CRIME

Caso Alícia: especialista explica como estatuto prevê aplicação da lei em relação a adolescentes

Não foi revelada a idade dos envolvidos na morte da menina Alícia. Segundo informações da família, ao menos um dos responsáveis teria entre 13 e 14 anos

Menina de 11 anos morreu após ser espancada dentro de escola no Sertão de Pernambuco - Prefeitura de Belém de São Francisco/Reprodução

A morte da menina Alícia Valentina, de apenas 11 anos, após ter sido espancada dentro da escola municipal onde estudava, em Belém de São Francisco, no Sertão de Pernambuco, reacendeu o debate sobre a responsabilização de adolescentes que cometem atos infracionais.

O Estatuto da Criança e Adolescente (ECA) define como crianças aquelas que têm até 12 anos incompletos. A partir dos 12 até os 18 anos são considerados como adolescentes. Não foi revelada a idade dos envolvidos na morte da menina Alícia. Segundo informações preliminares da família, ao menos um dos responsáveis pelas agressões teria entre 13 e 14 anos. 

 

A professora de direito processual penal da Universidade Federal de Pernambuco (UFPE) e advogada criminalista, Manuela Abath, conversou com a Folha de Pernambuco sobre como o ECA prevê a aplicação da lei em relação aos adolescentes que praticam atos infracionais.

De acordo com a especialista, o estatuto prevê aos adolescentes medidas socioeducativas, que são medidas de responsabilização pensadas de modo específico para quem tem de 12 a 18 anos, a depender do ato infracional.
 

Manuela Abath é professora de direito processual penal da UFPE e advogada criminalista. Foto: Cortesia

“Podem ser medidas como internação, que equivalem à pena de prisão, pode ser a colocação no sistema de semiliberdade, que é como se fosse uma espécie de prisão em semiaberto, mas também podem ser medidas em meio aberto, como a liberdade assistida, a prestação de serviço comunitário ou uma advertência”, explicou. 

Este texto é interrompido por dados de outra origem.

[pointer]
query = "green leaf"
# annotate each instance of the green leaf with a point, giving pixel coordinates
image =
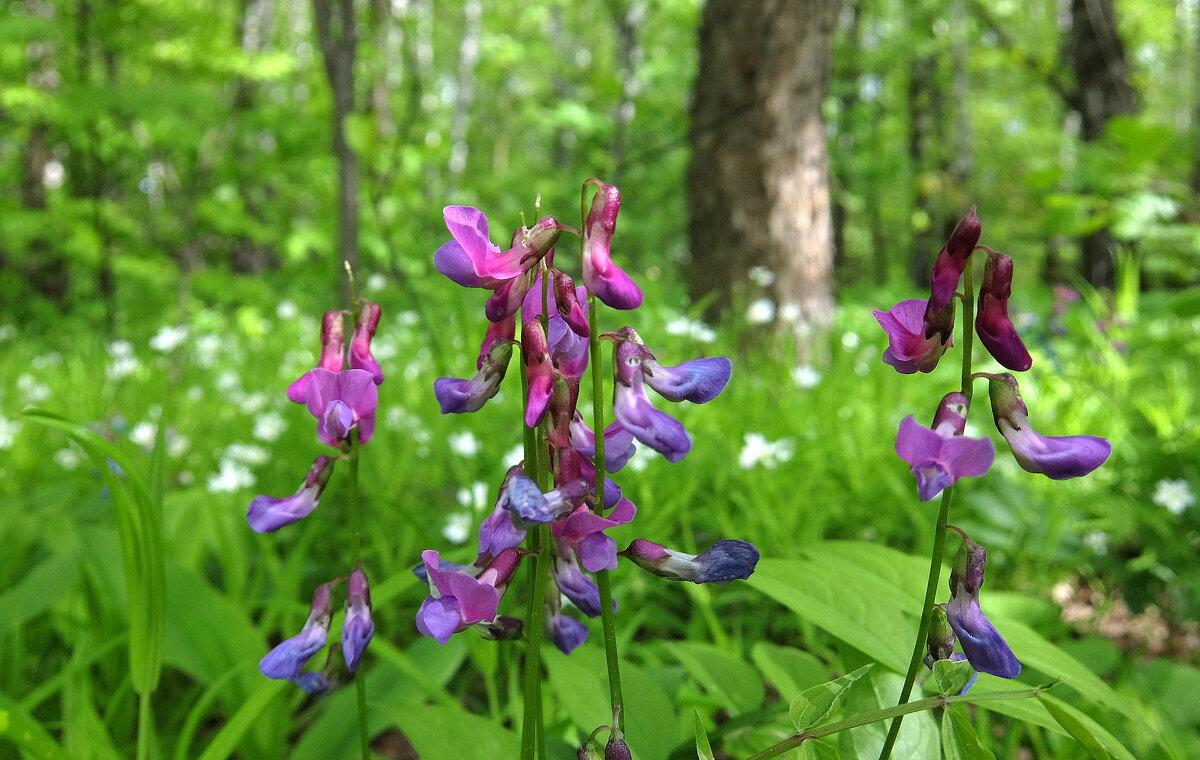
(952, 676)
(1078, 730)
(815, 705)
(959, 737)
(703, 749)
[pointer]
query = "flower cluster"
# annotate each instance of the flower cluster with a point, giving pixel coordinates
(557, 335)
(343, 401)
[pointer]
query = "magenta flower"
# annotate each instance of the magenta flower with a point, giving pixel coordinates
(365, 324)
(993, 324)
(984, 647)
(939, 456)
(268, 514)
(342, 401)
(720, 563)
(459, 599)
(288, 658)
(358, 628)
(582, 531)
(909, 351)
(610, 283)
(333, 347)
(952, 259)
(1055, 456)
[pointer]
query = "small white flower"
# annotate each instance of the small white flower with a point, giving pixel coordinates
(231, 478)
(805, 376)
(761, 276)
(1175, 495)
(463, 443)
(761, 311)
(269, 426)
(756, 450)
(287, 310)
(168, 339)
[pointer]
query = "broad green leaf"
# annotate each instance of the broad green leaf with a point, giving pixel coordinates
(703, 749)
(851, 606)
(726, 677)
(815, 705)
(1078, 730)
(790, 670)
(959, 737)
(952, 676)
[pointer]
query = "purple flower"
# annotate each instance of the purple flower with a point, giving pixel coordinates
(287, 659)
(365, 324)
(358, 628)
(723, 562)
(567, 633)
(993, 324)
(952, 259)
(909, 351)
(1055, 456)
(460, 599)
(984, 647)
(610, 283)
(583, 532)
(342, 401)
(268, 514)
(939, 456)
(333, 345)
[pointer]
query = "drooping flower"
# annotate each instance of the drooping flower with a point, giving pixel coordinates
(940, 455)
(288, 658)
(909, 351)
(365, 324)
(952, 259)
(268, 514)
(1055, 456)
(720, 563)
(358, 628)
(333, 347)
(610, 283)
(342, 401)
(460, 599)
(993, 323)
(984, 647)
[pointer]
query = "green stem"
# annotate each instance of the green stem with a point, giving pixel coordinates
(895, 712)
(935, 560)
(607, 617)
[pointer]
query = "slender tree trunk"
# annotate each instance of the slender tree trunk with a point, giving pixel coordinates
(339, 42)
(759, 178)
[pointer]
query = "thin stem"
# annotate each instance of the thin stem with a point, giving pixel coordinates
(935, 558)
(607, 617)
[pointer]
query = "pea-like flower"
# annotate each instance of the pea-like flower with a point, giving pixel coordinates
(940, 455)
(984, 647)
(268, 514)
(720, 563)
(288, 658)
(1055, 456)
(993, 323)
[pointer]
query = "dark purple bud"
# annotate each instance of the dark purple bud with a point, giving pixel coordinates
(993, 324)
(268, 514)
(1059, 458)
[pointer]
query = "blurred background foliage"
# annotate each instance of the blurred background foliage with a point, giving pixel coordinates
(168, 239)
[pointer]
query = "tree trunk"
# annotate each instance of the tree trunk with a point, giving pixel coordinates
(759, 178)
(1102, 90)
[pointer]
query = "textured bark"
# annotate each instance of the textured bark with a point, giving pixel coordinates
(759, 179)
(1102, 90)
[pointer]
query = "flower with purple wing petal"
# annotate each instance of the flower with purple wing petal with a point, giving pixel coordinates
(288, 658)
(984, 647)
(268, 514)
(939, 456)
(1055, 456)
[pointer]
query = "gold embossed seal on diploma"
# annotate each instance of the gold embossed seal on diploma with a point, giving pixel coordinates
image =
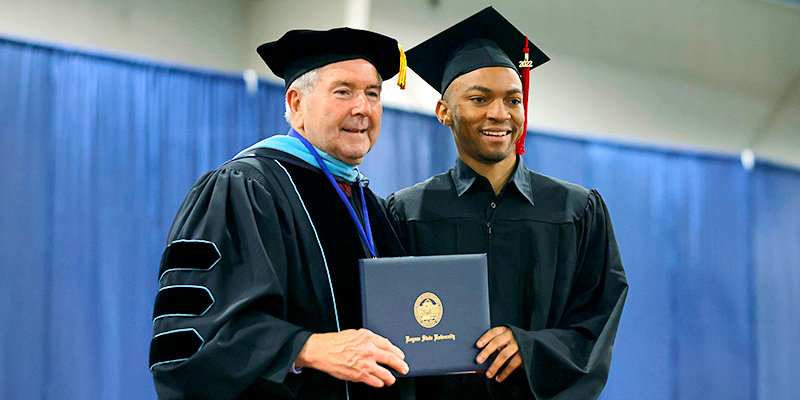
(434, 308)
(428, 310)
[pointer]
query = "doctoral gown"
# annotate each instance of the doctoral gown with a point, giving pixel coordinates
(262, 254)
(555, 275)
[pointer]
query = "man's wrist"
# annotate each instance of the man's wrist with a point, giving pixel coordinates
(305, 357)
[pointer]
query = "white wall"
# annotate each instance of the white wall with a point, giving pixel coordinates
(578, 92)
(194, 32)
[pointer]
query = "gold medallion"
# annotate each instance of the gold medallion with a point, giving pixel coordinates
(428, 310)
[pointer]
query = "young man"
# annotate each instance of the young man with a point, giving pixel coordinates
(259, 282)
(556, 282)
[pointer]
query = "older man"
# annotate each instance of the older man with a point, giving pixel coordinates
(556, 282)
(259, 281)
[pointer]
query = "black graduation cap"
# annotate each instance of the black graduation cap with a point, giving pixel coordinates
(485, 39)
(300, 51)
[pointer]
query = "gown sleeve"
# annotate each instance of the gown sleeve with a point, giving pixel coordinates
(572, 359)
(220, 326)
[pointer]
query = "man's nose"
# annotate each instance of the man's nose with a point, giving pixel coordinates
(361, 105)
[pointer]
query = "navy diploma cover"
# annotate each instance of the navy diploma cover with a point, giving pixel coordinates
(434, 308)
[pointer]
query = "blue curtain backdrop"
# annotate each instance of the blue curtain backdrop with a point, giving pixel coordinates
(97, 153)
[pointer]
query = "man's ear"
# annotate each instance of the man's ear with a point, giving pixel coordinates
(443, 113)
(294, 98)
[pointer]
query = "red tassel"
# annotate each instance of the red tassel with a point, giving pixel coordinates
(526, 71)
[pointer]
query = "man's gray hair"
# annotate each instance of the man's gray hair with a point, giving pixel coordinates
(305, 85)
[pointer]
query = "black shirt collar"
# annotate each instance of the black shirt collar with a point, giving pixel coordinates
(464, 177)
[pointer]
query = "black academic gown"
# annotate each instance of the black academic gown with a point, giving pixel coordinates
(267, 243)
(555, 275)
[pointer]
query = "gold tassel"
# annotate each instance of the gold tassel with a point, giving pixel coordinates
(401, 76)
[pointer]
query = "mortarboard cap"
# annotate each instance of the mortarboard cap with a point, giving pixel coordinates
(300, 51)
(485, 39)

A advogada criminalista conta que os tipos de medidas que podem ser aplicadas para responsabilizar um adolescente são chamados de ato infracional, sendo este análogo a um crime. Por isso, quando se trata de adolescentes, o termo utilizado é diferente, por exemplo, crime de homicídio é ato infracional de homicídio, o crime de tráfico é ato infracional de tráfico. 

Segundo a especialista, diferente dos adolescentes, para os quais são pensadas as medidas socioeducativas, não há como pensar a responsabilização por parte de uma criança, uma vez que esta não tem nível de discernimento. Por isso, não tem uma resposta punitiva, mas sim uma medida de proteção. 

“A medida de proteção é uma coisa bem ampla, então você pode - se a criança estiver, por exemplo, em um lar violento - levá-la para um lar substituto, integrar a criança em políticas de educação, de assistência, de saúde, integrar a família, entender esse contexto familiar como um todo”, afirmou. 

Intransferível
Manuela Abath é categórica ao informar que a responsabilidade pela prática de um crime penal não é transferível. Não se transfere entre adultos, e se o adolescente pratica o ato infracional também não vai transferir para os pais ou responsáveis. 

“O que uma família, de um adolescente ou de uma criança que comete algum tipo de ato, que gera dano a outra, pode sofrer é uma espécie de responsabilização e de reparação cível. Uma indenização é uma reparação pelos danos que foram provocados por aquela conduta, mas você não pode passar a pena da pessoa que cometeu para seus familiares. Isso é um princípio constitucional da intranscendência da pena”, detalhou.

Sob a perspectiva da advogada criminalista, é importante olhar o contexto, o nível de envolvimento das pessoas da escola, se existiam medidas que poderiam ser tomadas para prevenir o que ocorreu. “O sistema de responsabilização do adolescente existe e é aplicado. Agora, para uma criança, vai ter que ser por outro caminho, outra saída, para tentar entender como que quatro crianças podem ter sido tão violentas ", lamentou.